The Conch Republic: 

(excerpts are from the Brief History, on the official website of the Conch Republic):

"The Conch Republic was established by secession of the Florida Keys from the United States of America, on April 23rd, 1982 in response to a United States Border Patrol Blockade setup on highway U.S.1 at Florida City just to the north of the Florida Keys. This heinous act effectively isolated Keys Citizens from the U.S. mainland since the blockade was on our only land artery to and from the mainland. This roadblock portrayed Keys residents as non-U.S. citizens who had to prove their citizenship in order to drive onto the Florida mainland! Hardly an American thing to do!

We protested! A totally American thing to do! Key West Mayor Dennis Wardlow along with a few other 'key' Conchs, went to Federal court in Miami to seek an injunction to stop the federal blockade, but to no avail. Upon leaving the Federal Court House , on the court house steps , Mayor Wardlow announced to the world, by way of the assembled TV crews and reporters, that ; "Tomorrow at noon the Florida Keys will secede from the Union!"

At noon, on the day of secession, at Mallory Square in Key West Florida, Mayor Wardlow read the proclamation of secession and proclaimed aloud that the Conch Republic was an independent nation separate from the U.S. and then symbolically began the Conch Republic's Civil Rebellion by breaking a loaf of stale Cuban bread over the head of a man dressed in a U.S. Navy uniform.

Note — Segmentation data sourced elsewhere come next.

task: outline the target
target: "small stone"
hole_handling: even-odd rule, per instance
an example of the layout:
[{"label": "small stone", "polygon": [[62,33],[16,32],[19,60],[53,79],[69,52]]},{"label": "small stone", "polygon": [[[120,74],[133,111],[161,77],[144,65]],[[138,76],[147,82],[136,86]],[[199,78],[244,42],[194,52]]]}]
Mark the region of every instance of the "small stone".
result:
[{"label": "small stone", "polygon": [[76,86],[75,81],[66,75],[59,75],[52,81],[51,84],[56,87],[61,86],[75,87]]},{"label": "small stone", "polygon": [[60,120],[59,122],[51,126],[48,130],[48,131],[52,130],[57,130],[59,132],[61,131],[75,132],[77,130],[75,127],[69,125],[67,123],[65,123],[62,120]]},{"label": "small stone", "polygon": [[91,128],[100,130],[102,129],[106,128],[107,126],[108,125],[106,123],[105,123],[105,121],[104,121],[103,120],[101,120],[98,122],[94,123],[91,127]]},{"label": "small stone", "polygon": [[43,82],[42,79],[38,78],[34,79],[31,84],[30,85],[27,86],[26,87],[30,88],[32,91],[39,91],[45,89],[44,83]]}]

After one minute of rebellion, the now, Prime Minister Wardlow turned to the Admiral in charge of the Navy Base at Key West, and surrendered to the Union Forces, and demanded 1 Billion dollars in foreign aid and War Relief to rebuild our nation after the long Federal siege!

Thus began the Conch Republic journey, which still continues today! We are both Conchs and we are Americans and we are proud to be both. By act of Congress we hold dual citizenship as Conchs and as Americans and will fight for the right to be both!

Contrary to recent reports, the name "Conch Republic" refers to "all"of the Florida Keys, or, that geographic apportionment of land that falls within the legally defined boundaries of Monroe County Florida, northward to "Skeeter's Last Chance Saloon" in Florida City, Dade County Florida, with Key West as the Nation's Capitol and all territories north of Key West being referred to as "The Northern Territories." Be it known that these boundaries were established by the U.S. Government when they set up "THE" Border Patrol blockade in front of "Skeeter's Last Chance Saloon", in April of 1982, thereby establishing a new United States border!

To enforce the validity of our secession, the Monroe County Commission, in 1994, by unanimous vote, did pass a County Resolution recognizing Mayor Wardlow's actions, on the 23rd of April in 1982, as by, of and for the people of the Florida Keys.

The Conch Republic's Official Position


The Conch Republic has it's own Passports, and has had citizens and Diplomats received by thirteen Caribbean countries, Mexico, Sweden, Russia, France, Spain, Ireland and Germany. The Conch Republic has Conch-sulates in Switzerland, Havana, Maine and New Orleans.

The Conch Republic has as its stated Foreign Policy, "The Mitigation of World Tension through the Exercise of Humor." As the world's first "Fifth World" country, we exist as a "State of Mind," and aspire only to bring more Warmth, Humor and Respect to a planet we find in sore need of all three.

The Conch Republic has conch-ceived several World Firsts. We are the first country in the world to require its citizens to obey local customs as well as laws. The Conch Republic is the world's first functioning Meritocracy whereby anyone that sees a job that needs doing can do it, and be recognized in that position. We are the first country to recognize the conch-cept of the "World Principle of Human Rights and Ambitions," because what are rights without the ability to realize ambitions?

We celebrate our Independence annually in a "public and notorious manner" during a ten day Conch Republic Independence Celebration which is held in April of every year."